Non è un percorso facile, anche nella mia piccola esperienza, e si costruisce giorno per giorno cercando di andare aldilà delle occasioni canoniche d’incontro e di aprire le anguste e spesso impenetrabili corazze nelle quali ci auto rinchiudiamo nella vita di tutti i giorni. Inoltre secondo Mariangela bisogna andare oltre quello che si vede per potere arrivare a credere che nel ragazzo c’è lo Spirito della Trinità: è un messaggio molto forte, approdo di un cammino individuale a prescindere da FL. Ma forse non è impossibile se un partecipante mi ha detto che lo ha colpito che per molti di loro “l’esperienza in Fede e Luce ha i tratti del ricevere più che del dare perché siamo costantemente visitati da Dio che ci parla attraverso la tenerezza, l’affettuosità e la fragilità dei ragazzi; la delicatezza, la profondità e la sofferenza dei genitori o la passione, la cura e l’entusiasmo degli amici.”
Mariangela parla spalancando i suoi occhi azzurri e il suo carisma, anche quando sprona i sacerdoti con fare materno e un po’ burbero, viene percepito dall’uditorio, tanto che scherzando un padre la chiama “vescovessa”. Ecco che le previsioni di Don Massimo sono state smentite: anche sacerdoti esperti e maturi sembrano sentire di poter imparare qualcosa da una “non consacrata”.

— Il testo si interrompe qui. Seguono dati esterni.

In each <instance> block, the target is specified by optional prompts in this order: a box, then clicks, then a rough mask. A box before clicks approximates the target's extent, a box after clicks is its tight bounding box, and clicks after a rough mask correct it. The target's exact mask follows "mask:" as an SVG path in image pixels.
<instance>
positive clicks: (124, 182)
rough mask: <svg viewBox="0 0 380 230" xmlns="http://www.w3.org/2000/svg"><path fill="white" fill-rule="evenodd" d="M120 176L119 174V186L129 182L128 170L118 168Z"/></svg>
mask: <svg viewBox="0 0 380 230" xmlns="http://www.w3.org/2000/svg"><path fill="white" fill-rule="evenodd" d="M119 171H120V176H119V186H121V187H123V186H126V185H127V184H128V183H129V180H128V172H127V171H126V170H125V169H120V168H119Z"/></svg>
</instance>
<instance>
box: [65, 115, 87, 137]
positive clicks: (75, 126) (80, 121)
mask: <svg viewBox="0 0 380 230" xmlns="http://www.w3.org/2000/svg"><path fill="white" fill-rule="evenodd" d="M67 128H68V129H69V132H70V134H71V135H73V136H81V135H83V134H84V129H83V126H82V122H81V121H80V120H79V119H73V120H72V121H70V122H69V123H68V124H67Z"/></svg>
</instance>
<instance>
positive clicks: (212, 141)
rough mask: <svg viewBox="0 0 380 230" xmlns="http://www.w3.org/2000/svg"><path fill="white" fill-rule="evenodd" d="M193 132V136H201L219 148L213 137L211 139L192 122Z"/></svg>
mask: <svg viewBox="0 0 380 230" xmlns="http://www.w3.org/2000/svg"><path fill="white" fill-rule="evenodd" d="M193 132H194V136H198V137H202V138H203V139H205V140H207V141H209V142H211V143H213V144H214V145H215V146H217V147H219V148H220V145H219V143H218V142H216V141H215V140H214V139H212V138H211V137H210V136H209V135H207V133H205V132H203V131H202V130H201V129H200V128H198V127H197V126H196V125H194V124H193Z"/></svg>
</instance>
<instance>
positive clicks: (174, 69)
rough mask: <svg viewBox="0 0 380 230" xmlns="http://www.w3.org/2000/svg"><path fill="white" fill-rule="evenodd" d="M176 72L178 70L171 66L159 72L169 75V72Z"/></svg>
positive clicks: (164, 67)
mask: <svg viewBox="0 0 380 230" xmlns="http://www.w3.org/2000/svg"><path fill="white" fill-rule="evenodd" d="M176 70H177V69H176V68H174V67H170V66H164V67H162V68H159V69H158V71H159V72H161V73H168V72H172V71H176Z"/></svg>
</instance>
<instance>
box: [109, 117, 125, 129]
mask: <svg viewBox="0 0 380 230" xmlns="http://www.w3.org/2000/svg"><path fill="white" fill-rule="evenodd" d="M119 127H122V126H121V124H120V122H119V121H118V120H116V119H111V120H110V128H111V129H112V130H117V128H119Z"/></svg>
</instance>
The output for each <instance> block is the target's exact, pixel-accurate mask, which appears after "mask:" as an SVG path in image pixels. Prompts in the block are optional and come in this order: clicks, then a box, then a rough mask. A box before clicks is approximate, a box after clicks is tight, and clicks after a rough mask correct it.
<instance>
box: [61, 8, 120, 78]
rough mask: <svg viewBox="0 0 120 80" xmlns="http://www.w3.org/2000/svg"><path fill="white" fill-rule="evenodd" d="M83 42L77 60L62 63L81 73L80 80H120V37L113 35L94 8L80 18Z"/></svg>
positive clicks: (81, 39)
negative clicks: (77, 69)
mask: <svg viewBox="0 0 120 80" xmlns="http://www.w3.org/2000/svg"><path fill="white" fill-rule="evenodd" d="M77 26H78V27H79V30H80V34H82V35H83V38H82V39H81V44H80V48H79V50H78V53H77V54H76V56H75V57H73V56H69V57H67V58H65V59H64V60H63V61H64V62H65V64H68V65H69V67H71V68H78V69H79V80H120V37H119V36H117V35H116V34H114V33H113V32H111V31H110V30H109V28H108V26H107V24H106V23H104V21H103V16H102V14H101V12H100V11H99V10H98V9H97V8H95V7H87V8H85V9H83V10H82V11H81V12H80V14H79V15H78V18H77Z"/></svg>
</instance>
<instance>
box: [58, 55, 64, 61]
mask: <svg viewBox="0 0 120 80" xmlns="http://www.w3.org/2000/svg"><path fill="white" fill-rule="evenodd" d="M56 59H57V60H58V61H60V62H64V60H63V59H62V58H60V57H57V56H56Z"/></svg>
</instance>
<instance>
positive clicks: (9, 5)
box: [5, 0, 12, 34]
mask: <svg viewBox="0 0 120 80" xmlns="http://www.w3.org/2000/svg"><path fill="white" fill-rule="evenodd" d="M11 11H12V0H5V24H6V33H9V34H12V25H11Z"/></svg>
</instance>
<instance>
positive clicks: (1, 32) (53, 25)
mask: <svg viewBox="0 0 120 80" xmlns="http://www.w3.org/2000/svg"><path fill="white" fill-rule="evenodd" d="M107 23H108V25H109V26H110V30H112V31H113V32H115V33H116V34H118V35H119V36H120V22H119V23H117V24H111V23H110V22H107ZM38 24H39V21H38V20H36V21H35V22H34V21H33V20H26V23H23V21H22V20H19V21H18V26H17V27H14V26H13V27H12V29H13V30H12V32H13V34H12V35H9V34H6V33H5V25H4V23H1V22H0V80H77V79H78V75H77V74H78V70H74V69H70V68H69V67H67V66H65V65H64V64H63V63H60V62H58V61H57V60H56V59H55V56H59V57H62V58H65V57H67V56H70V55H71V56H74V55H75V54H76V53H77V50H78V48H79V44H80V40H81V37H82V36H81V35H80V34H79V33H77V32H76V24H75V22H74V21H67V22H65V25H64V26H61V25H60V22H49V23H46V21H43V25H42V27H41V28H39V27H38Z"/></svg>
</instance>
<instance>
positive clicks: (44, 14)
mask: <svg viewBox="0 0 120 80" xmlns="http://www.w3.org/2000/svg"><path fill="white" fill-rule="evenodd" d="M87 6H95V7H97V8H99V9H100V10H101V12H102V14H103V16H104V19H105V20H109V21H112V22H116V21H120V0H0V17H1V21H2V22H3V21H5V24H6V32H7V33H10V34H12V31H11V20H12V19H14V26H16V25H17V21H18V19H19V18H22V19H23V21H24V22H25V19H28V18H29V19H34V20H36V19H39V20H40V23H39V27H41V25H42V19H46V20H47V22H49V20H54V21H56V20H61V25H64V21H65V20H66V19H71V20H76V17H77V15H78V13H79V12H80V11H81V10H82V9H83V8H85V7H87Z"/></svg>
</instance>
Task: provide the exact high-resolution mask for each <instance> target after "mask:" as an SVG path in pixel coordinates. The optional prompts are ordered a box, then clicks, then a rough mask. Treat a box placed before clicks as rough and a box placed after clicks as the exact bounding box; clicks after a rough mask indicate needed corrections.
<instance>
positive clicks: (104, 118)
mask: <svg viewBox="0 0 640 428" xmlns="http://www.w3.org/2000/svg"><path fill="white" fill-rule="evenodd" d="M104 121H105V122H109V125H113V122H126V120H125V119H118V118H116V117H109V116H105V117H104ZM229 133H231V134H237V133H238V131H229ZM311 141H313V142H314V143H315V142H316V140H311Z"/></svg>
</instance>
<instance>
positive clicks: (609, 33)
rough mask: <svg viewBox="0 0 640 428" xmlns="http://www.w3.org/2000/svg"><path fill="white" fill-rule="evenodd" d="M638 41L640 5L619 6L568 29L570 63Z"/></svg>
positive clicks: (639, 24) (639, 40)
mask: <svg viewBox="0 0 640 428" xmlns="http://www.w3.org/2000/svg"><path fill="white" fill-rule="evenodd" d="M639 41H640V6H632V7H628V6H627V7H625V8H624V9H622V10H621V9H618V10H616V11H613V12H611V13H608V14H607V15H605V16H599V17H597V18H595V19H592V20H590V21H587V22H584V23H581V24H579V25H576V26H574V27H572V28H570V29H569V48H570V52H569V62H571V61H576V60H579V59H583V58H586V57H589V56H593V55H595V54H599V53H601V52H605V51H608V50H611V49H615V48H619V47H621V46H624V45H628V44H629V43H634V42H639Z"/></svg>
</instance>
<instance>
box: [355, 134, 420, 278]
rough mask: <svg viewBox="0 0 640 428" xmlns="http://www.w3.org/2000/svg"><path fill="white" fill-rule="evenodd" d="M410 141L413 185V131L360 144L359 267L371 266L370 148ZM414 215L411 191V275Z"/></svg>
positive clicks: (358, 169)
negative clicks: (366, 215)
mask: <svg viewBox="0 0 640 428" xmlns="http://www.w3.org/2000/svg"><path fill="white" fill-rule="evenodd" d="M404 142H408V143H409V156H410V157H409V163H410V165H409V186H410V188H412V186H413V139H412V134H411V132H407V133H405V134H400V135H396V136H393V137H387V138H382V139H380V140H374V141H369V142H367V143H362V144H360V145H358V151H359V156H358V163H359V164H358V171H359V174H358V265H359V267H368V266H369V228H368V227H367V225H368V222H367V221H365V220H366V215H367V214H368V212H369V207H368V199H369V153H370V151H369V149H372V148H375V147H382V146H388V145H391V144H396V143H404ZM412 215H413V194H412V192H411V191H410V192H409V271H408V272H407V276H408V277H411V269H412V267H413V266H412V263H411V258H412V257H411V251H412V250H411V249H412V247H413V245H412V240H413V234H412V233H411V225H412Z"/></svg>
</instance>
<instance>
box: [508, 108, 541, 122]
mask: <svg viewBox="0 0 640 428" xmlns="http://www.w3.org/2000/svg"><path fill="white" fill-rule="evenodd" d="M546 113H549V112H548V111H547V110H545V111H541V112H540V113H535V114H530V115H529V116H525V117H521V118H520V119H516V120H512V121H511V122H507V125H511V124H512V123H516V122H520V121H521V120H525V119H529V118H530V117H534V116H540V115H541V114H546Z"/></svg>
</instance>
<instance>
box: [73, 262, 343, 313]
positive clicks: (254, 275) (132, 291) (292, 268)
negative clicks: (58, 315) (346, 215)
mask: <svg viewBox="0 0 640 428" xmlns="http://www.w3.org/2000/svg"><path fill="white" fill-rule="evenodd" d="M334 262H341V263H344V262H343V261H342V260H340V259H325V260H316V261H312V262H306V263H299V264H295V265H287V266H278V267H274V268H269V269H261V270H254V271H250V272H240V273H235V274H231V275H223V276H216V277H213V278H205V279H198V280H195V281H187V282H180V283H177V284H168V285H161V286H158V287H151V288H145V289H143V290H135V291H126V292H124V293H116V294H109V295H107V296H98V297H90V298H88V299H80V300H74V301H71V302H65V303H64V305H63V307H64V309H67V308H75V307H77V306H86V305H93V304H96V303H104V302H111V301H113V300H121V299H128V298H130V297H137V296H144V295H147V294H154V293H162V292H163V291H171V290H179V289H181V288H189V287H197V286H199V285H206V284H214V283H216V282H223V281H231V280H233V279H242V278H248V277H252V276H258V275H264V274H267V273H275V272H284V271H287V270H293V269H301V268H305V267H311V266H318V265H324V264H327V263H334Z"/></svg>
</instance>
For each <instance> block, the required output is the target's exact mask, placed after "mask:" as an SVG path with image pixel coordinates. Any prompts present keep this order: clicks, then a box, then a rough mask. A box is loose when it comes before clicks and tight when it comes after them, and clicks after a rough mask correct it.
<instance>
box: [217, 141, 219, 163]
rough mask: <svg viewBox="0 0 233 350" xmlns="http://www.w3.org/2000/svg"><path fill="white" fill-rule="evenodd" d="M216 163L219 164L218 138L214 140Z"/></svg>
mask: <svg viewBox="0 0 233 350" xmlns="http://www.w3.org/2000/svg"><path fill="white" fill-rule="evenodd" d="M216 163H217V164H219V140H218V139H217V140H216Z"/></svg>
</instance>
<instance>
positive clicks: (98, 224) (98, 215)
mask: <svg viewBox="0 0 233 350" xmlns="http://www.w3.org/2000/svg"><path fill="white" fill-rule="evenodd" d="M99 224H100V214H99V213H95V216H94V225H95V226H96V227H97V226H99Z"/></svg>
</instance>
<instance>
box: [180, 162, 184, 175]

Per concludere quali migliori parole per ispirarsi di quelle di don Lino Cassi (che purtroppo non ha potuto essere presente fisicamente):
Sono partito
spinto dal desiderio
di aiutare i poveri
e ho scoperto i disabiliHo condiviso con loro
e ho incontrato
il mistero del piccoloHo ascoltato
questo vangelo vivente
e mi si è rivelato un maestroHo seguito i suoi passi
e ho trovato la pace
Forse se gli assistenti spirituali faticano a trovare un ruolo quello di aiutare come speleologi alla scoperta del mistero del piccolo potrebbe essere una strada appagante.